Denoising has been an important and long-standing problem in image processing. Some of the proposed techniques were adopted by the dMRI community in the last few years because of their ability to deal with the spatially varying and non-Gaussian nature of noise in magnitude MR data. Overall, many of these methods share an underlying similarity in terms of their structure, which is based on weighted averages of voxels, where the voxels (and weights) are selected by metric similarity of patches (Buades et al., 2005, Coupé et al., 2006, Foi, 2011, Manjón et al., 2008, Manjón et al., 2010, Orchard et al., 2008, Rajan et al., 2011, Rajan et al., 2012). Limitations are typically loss of spatial resolution of the image (blur) and introduction of additional partial volume effects that lead to complications in further quantitative analyses or to biases in diffusion modeling. An alternative approach was pioneered by Rudin et al. (1992), who proposed total variation (TV) minimization, which is a method based on the principle that local signal fluctuations increase the L₁ norm of image gradient. The main benefit of such TV-based noise removal techniques is that they are well-suited to remove local noise variations while preserving the edges in the images. Limitations are the dependency on a regularization term, introduction of reconstruction artifacts, and the fact that thermal noise is not the sole source of local variations. Indeed, fine anatomical details might be removed as well by this non-selective technique (Block et al., 2008, Knoll et al., 2011, Perrone et al., 2015, Veraart et al., 2015).

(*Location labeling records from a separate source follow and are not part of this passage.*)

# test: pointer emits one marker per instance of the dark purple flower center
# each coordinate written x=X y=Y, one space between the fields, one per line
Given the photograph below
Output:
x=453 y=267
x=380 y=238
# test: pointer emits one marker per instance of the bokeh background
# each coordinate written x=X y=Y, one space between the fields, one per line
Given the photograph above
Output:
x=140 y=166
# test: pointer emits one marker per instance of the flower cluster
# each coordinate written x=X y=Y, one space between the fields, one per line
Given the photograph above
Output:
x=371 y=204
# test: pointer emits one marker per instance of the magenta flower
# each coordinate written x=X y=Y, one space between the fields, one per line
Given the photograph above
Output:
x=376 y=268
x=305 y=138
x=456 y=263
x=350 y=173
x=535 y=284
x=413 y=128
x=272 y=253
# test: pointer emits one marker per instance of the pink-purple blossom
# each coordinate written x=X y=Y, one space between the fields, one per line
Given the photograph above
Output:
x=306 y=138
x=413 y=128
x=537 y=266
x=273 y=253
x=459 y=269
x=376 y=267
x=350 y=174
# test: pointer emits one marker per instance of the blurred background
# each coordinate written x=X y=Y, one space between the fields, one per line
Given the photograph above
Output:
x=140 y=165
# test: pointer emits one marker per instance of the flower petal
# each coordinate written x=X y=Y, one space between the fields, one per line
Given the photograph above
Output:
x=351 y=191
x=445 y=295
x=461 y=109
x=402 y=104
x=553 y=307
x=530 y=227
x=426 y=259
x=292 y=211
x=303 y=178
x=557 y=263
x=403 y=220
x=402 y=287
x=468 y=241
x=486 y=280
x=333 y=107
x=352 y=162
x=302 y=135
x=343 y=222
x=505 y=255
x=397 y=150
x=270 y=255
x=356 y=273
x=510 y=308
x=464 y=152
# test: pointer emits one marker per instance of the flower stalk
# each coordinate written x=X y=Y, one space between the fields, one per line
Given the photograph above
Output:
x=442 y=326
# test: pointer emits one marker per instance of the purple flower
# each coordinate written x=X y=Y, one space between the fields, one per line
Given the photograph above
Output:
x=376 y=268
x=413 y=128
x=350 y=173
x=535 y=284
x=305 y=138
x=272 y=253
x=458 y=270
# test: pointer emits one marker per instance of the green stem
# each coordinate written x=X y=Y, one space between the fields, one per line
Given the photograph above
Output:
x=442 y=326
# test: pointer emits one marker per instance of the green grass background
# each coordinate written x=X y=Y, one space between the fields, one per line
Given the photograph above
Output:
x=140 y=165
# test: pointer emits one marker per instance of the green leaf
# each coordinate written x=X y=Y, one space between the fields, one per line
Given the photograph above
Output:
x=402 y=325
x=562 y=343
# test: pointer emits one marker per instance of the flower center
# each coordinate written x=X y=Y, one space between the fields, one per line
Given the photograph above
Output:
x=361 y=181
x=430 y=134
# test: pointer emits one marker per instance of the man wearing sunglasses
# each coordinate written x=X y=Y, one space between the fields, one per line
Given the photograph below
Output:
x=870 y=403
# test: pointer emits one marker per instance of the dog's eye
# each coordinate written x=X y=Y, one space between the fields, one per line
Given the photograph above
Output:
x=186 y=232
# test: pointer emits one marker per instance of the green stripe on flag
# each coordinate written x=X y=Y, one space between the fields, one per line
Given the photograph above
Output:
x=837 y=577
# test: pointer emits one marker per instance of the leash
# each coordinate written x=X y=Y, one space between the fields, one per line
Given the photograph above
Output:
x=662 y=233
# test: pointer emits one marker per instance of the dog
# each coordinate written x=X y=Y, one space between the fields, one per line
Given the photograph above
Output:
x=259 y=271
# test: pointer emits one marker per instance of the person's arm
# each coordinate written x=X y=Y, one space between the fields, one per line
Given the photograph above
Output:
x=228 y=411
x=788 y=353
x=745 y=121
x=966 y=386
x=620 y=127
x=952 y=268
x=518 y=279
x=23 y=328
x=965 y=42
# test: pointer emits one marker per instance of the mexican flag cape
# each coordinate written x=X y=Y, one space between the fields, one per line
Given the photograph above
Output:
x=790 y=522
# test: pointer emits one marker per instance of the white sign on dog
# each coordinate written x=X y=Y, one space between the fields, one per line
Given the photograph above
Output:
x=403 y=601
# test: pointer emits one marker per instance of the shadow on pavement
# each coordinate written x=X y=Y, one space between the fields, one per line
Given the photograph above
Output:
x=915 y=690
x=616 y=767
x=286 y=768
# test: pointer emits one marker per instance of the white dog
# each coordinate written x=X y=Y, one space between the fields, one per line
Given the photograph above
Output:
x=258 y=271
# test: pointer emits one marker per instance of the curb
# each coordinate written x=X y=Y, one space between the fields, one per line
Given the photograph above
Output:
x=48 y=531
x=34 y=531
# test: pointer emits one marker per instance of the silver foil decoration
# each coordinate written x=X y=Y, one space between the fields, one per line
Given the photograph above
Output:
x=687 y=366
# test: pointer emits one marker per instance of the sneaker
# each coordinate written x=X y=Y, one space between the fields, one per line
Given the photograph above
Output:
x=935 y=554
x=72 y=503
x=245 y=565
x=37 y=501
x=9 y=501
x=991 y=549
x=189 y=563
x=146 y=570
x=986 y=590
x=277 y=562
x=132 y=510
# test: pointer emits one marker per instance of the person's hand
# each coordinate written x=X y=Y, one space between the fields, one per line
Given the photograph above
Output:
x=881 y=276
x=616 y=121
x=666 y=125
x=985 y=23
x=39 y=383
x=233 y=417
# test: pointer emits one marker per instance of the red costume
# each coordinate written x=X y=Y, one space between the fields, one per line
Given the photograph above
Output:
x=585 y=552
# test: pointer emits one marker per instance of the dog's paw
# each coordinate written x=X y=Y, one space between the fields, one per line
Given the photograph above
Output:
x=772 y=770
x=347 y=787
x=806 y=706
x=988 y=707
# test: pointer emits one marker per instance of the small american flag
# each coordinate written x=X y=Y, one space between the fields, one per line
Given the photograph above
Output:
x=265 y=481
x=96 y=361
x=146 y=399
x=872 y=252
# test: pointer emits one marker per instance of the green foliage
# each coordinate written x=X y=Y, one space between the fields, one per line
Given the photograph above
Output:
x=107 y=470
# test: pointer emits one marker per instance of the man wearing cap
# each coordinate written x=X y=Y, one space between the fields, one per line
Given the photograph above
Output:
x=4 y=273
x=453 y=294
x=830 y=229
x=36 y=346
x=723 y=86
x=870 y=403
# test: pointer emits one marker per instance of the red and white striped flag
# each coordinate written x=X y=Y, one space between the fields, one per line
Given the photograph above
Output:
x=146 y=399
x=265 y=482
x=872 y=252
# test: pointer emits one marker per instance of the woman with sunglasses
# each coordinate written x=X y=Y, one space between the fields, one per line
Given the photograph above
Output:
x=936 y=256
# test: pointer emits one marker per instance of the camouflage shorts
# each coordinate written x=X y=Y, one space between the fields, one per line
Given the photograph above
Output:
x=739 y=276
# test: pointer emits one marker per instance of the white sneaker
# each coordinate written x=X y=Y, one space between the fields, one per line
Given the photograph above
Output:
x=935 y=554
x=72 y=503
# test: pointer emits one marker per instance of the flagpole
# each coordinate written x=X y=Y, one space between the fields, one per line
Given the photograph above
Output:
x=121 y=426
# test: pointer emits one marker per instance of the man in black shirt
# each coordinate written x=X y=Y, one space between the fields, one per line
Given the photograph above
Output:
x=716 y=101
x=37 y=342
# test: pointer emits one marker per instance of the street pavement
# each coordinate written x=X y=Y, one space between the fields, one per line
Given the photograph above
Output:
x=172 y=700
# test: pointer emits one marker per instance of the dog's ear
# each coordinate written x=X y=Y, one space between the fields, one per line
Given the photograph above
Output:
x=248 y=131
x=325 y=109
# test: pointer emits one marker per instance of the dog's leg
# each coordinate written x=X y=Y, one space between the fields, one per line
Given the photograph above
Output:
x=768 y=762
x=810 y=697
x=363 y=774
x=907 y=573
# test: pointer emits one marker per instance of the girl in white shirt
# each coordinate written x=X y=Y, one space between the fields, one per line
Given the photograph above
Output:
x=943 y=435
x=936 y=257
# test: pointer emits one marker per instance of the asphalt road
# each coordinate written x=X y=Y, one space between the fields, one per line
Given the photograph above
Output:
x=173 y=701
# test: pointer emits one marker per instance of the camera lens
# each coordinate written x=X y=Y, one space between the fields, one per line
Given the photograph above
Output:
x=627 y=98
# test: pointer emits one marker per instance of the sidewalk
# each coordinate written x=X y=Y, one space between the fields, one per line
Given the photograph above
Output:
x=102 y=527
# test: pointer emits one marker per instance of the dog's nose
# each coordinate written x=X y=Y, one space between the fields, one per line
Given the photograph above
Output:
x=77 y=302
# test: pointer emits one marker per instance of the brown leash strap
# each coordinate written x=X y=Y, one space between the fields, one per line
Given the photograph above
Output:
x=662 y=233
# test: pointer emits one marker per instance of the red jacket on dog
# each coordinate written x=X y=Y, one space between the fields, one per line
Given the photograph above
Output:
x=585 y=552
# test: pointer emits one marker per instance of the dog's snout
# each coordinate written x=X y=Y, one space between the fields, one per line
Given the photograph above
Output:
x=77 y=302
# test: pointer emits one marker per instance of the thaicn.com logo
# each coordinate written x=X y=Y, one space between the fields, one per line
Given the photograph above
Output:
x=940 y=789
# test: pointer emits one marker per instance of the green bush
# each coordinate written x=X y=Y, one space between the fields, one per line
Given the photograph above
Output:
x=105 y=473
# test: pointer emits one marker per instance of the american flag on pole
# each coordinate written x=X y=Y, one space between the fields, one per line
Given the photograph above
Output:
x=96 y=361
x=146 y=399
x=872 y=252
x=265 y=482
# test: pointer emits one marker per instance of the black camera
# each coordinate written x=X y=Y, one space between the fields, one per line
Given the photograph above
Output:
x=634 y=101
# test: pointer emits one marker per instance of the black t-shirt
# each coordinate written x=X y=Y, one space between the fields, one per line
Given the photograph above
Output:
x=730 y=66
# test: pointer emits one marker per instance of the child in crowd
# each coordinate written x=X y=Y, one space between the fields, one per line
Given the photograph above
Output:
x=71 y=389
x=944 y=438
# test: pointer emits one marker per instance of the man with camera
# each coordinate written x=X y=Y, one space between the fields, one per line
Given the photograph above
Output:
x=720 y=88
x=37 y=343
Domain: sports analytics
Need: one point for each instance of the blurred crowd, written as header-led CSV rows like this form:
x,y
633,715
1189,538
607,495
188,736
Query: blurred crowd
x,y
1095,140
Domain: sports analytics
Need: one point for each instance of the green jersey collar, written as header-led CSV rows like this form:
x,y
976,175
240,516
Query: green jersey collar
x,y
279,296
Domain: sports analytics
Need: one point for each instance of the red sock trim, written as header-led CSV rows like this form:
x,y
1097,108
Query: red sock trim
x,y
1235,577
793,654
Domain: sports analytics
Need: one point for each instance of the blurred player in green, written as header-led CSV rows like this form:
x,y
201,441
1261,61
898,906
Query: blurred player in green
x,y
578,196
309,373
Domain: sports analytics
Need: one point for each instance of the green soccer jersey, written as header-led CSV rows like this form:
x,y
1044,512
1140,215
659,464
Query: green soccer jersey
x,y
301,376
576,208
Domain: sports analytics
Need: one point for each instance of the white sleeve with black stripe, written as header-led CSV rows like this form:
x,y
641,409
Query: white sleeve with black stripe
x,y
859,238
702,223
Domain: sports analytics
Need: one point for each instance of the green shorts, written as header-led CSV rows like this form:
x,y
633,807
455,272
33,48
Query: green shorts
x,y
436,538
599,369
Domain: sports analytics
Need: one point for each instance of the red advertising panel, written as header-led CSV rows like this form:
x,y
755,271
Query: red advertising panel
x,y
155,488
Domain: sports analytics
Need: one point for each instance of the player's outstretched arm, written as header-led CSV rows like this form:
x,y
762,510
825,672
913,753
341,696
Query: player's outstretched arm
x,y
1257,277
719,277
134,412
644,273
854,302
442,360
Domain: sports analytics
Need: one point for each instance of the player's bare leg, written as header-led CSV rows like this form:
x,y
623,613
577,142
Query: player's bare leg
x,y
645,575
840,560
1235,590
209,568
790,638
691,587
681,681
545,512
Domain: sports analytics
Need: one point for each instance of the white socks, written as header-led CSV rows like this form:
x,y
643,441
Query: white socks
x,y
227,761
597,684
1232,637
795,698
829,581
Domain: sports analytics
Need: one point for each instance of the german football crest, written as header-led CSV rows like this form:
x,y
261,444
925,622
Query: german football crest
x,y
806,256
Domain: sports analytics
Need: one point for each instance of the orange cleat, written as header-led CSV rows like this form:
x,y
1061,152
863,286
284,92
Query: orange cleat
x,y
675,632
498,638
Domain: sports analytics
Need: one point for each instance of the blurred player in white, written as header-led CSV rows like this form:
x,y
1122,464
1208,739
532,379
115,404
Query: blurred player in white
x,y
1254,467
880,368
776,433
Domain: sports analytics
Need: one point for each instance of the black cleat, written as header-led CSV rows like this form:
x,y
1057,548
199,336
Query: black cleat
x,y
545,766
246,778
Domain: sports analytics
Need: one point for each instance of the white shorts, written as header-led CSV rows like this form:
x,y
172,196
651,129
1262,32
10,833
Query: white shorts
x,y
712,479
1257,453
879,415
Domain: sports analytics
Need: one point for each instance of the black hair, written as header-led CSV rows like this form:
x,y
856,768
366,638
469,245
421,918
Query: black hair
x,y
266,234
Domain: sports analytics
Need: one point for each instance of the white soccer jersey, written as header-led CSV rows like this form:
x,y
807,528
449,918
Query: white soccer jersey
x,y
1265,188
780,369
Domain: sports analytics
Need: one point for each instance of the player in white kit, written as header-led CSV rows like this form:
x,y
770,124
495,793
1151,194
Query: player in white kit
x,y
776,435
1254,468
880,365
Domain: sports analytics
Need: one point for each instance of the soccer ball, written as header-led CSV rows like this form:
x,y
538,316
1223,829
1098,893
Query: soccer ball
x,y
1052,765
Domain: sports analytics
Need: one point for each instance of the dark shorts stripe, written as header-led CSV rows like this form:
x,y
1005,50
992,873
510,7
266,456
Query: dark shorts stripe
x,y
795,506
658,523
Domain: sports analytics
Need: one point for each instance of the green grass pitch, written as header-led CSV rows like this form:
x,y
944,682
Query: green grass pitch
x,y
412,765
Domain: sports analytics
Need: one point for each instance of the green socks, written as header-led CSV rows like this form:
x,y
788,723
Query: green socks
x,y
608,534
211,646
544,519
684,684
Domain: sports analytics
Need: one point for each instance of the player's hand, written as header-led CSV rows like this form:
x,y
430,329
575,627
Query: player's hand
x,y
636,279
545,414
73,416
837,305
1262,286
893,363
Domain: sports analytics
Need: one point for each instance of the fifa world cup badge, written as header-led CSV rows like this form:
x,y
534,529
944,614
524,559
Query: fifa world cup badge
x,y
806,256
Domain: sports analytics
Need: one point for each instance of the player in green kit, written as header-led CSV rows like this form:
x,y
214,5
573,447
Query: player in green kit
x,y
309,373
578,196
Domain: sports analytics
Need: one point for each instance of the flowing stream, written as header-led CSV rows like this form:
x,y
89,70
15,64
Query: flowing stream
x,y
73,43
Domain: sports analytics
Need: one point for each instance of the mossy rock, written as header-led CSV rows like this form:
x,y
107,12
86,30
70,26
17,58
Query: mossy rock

In 1933, Hotelling seeded the idea of noise removal by means of transforming a redundant dataset into a principal component basis and preserving only the signal-carrying principal components by suggesting “perhaps neglecting those whose contributions to the total variance are small.” (Hotelling, 1933). Indeed, the principal component analysis (PCA) of redundant data shows that most of the signal-related variance is contained in a few components, whereas the noise is spread over all components. Redundancy in data is commonly pursued by a local or non-local selection of image patches, a non-trivial and time-consuming approach, especially in case of spatially varying noise (Deledalle et al., 2011, Manjón et al., 2015). Fortunately, it has been shown that typical dMRI data exhibit sufficient redundancy due to common practice of oversampling the q-space (Veraart et al., 2016).

The number of signal-carrying principal components, i.e. the number of components that significantly contribute to the description of the underlying diffusion process, is unknown and is expected to depend on imaging factors such as resolution, b-value and SNR. Hence, an objective criterion to discriminate between the signal-carrying and noise-only components has been missing. In other words, it had remained unclear what “small contributions to the total variance” (Hotelling, 1933) actually means. Commonly used criteria include thresholding of the eigenvalues associated with the principal components by an empirically set value (Manjón et al., 2013).

In this work, we will objectify the above-mentioned threshold for PCA denoising by exploiting the fact that noise-only eigenvalues are expected to obey the universal Marchenko-Pastur law, a result of the random matrix theory for noisy covariance matrices (Marchenko and Pastur, 1967). This article is an extension of our previous work that was concerned with the estimation of spatially varying noise maps using random matrix theory (Veraart et al., 2016). Whereas we previously focused on the noise level estimation, here we will demonstrate that an objective threshold on the eigenvalues for PCA denoising can be derived from the noise level. We will show that the proposed technique preserves the underlying signal better than other state-of-the-art techniques at the level of the diffusion sensitized images and diffusion MR parameters of general interest. Indeed, we propose here a denoising technique that preserves local signal fluctuations of any origin different than thermal noise, including fine anatomical detail. The noise level, being an additional product of the method (Veraart et al., 2016), offers the opportunity to correct the denoised signal for Rician or noncentral-χ distributed noise bias (Aja-Fernández et al., 2011, Gudbjartsson and Patz, 1995) using the method of moments (Koay and Basser, 2006).